As Newark debated its ordinance, opponents speaking in public comment sessions suggested adding a new cohort of younger voters would unfairly benefit Democrats. Sixteen- and 17-year-olds can’t drink, and their car insurance costs more, suggesting they aren’t ready to make adult decisions, one commenter said during a livestream of the meeting.

Hu, the youth activist, countered that argument in an interview with Education Week by pointing to research finding that while teenagers may be less mature than in areas of “hot cognition,” like responding quickly in emotionally heightened circumstances, they perform similarly to adults in areas of “cold cognition,” which are longer term, more deliberate decisions.

“We think voting should be treated like driving” where teenagers gradually gain more freedom through a full license after demonstrating responsibility under adult supervision through the use of a learner’s permit, Hu said.

Voting for the first time at age 18 can be particularly difficult, said Kei Kawashima-Ginsberg, director of the Center for Information and Research on Civic Learning and Engagement at Tufts University, which conducts research on young voters.

Starting college may mean moving to another state or municipality with differing voting laws, understanding whether primaries there are open or closed to people of other parties, locating polling places, determining ID requirements, and quickly learning about down-ballot races with little background knowledge. All of those things can make voting intimidating, Kawashima-Ginsberg said.

“All of the sudden, [teens] lose that sherpa or guide” of a parent, mentor, or teacher who can help them jump over logistical hurdles, she said.

Keeping the focus close to home—or school

School board races may seem like an unusual target for young, first-time voters.

The hyperlocal elections, often held in different months than general elections with higher-profile races, typically have some of the lowest voter turnout. In Newark, for example, just 3 percent of voters turned out for the most recent school board election in April 2023.

But the races may help boost students’ voter engagement because they can easily see how policies about school facilities, sports programs, and curriculum affect their day-to-day experiences, Kawashima-Ginsberg said.

Even in communities that don’t allow for younger voting, schools can use discussions about elections with students as young as elementary school to build the sense of community responsibility that leads to greater civic engagement down the road, Kawashima-Ginsberg.

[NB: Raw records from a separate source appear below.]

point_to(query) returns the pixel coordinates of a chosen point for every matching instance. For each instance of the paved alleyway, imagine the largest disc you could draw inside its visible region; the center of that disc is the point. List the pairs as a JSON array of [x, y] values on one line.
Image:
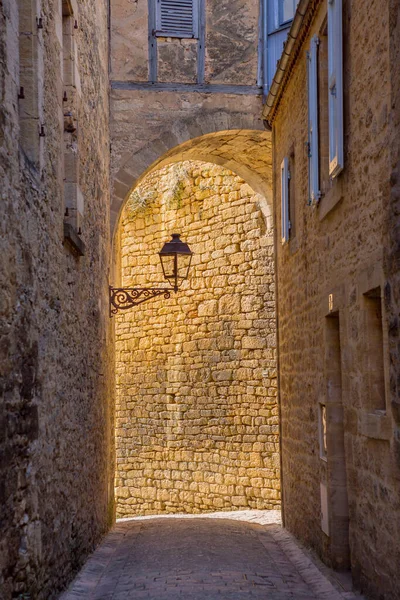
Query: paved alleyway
[[202, 559]]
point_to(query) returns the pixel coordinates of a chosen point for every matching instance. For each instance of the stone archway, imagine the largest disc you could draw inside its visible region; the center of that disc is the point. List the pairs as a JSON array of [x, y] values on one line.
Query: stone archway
[[196, 377], [240, 147]]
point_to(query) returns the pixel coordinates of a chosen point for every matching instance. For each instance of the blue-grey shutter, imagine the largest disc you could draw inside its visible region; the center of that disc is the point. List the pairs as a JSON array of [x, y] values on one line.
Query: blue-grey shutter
[[178, 18], [335, 73], [313, 141]]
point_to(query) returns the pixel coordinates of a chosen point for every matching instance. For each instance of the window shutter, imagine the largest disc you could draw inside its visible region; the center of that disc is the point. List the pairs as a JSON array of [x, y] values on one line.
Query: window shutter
[[285, 199], [335, 72], [313, 141], [177, 18]]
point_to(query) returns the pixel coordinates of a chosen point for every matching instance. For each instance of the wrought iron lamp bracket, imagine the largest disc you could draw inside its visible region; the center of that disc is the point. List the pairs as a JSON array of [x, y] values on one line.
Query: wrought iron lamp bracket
[[124, 298]]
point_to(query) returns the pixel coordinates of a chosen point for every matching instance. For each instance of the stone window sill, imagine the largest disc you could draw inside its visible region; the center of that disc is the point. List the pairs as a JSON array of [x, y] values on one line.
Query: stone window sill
[[330, 200], [375, 425]]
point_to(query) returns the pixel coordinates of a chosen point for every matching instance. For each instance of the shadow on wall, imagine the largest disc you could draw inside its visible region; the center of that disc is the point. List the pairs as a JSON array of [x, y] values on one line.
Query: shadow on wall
[[197, 416]]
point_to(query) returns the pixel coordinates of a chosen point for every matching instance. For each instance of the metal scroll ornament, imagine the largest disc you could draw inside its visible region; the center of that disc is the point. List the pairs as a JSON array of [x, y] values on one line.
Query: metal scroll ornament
[[124, 298]]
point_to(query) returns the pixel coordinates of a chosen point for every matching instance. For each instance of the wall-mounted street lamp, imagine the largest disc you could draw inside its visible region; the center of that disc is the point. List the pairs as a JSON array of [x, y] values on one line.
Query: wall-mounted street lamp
[[176, 258]]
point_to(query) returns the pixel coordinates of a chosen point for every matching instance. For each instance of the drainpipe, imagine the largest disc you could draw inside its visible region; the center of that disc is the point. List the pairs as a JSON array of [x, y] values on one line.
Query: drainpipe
[[265, 47], [284, 60]]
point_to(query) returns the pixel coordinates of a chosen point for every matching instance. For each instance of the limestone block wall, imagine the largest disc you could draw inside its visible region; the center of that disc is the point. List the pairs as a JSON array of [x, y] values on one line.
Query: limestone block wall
[[197, 417], [56, 391], [330, 275]]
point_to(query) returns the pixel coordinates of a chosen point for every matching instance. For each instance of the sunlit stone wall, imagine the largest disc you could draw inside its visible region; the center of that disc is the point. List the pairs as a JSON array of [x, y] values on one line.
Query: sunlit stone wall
[[197, 416]]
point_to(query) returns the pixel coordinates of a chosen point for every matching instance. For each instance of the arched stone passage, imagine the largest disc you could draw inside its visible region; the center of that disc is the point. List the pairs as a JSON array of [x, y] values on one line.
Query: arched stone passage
[[245, 151], [196, 375]]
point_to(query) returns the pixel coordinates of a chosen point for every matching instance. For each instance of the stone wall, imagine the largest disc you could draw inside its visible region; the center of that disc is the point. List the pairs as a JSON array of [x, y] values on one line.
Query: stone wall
[[331, 289], [56, 381], [197, 420]]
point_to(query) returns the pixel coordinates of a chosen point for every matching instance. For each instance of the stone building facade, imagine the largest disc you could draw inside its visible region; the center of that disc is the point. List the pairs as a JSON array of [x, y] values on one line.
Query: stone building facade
[[56, 457], [170, 90], [196, 413], [337, 286]]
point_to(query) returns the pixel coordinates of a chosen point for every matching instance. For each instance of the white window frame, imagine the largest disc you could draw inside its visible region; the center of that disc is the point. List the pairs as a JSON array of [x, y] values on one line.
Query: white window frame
[[285, 177], [335, 79], [313, 133], [176, 33]]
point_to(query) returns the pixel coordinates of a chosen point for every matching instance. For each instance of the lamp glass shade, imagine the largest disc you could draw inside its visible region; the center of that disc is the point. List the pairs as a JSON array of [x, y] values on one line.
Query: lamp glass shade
[[176, 258]]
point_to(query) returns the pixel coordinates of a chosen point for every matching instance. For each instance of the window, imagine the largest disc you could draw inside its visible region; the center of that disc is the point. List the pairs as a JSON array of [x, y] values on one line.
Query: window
[[313, 142], [323, 443], [73, 197], [335, 75], [375, 350], [177, 18], [29, 94], [285, 200], [287, 8]]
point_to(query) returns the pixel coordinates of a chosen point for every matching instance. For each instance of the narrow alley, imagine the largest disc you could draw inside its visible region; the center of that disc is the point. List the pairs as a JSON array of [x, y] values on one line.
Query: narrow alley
[[229, 556]]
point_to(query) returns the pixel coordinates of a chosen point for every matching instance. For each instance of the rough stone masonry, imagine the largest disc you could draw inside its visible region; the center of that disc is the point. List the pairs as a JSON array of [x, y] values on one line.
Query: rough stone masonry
[[197, 416]]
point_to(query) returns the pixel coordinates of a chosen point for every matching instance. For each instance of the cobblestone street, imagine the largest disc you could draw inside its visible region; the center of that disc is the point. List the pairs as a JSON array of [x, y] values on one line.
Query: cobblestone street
[[228, 556]]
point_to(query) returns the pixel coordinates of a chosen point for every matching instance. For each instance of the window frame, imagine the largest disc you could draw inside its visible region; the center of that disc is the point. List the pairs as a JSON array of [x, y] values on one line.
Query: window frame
[[335, 87], [313, 115], [175, 33]]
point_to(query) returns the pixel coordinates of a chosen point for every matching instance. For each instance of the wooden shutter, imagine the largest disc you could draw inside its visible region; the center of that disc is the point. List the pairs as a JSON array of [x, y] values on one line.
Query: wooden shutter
[[285, 199], [177, 18], [313, 134], [335, 73]]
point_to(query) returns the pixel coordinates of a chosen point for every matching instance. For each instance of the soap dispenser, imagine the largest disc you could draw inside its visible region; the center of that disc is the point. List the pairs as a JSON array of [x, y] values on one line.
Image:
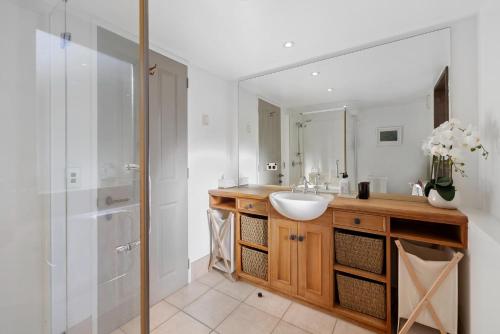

And educators can prepare older students for their first time in the voting booth by including lessons on the practical process of elections within broader lessons on American democracy, or by encouraging them to volunteer as an election worker, she said.

“When we hear stories about what’s happening in Washington or what [Republican presidential candidate] Nikki Haley is wearing to campaign in Iowa, young people, our surveys show, are sick and tired of it,” Kawashima-Ginsberg. “But when the discussion becomes, ‘should your sibling have an art class?’ or whatever the school board is debating, it becomes a tangible opportunity to see how government is supposed to serve a community.”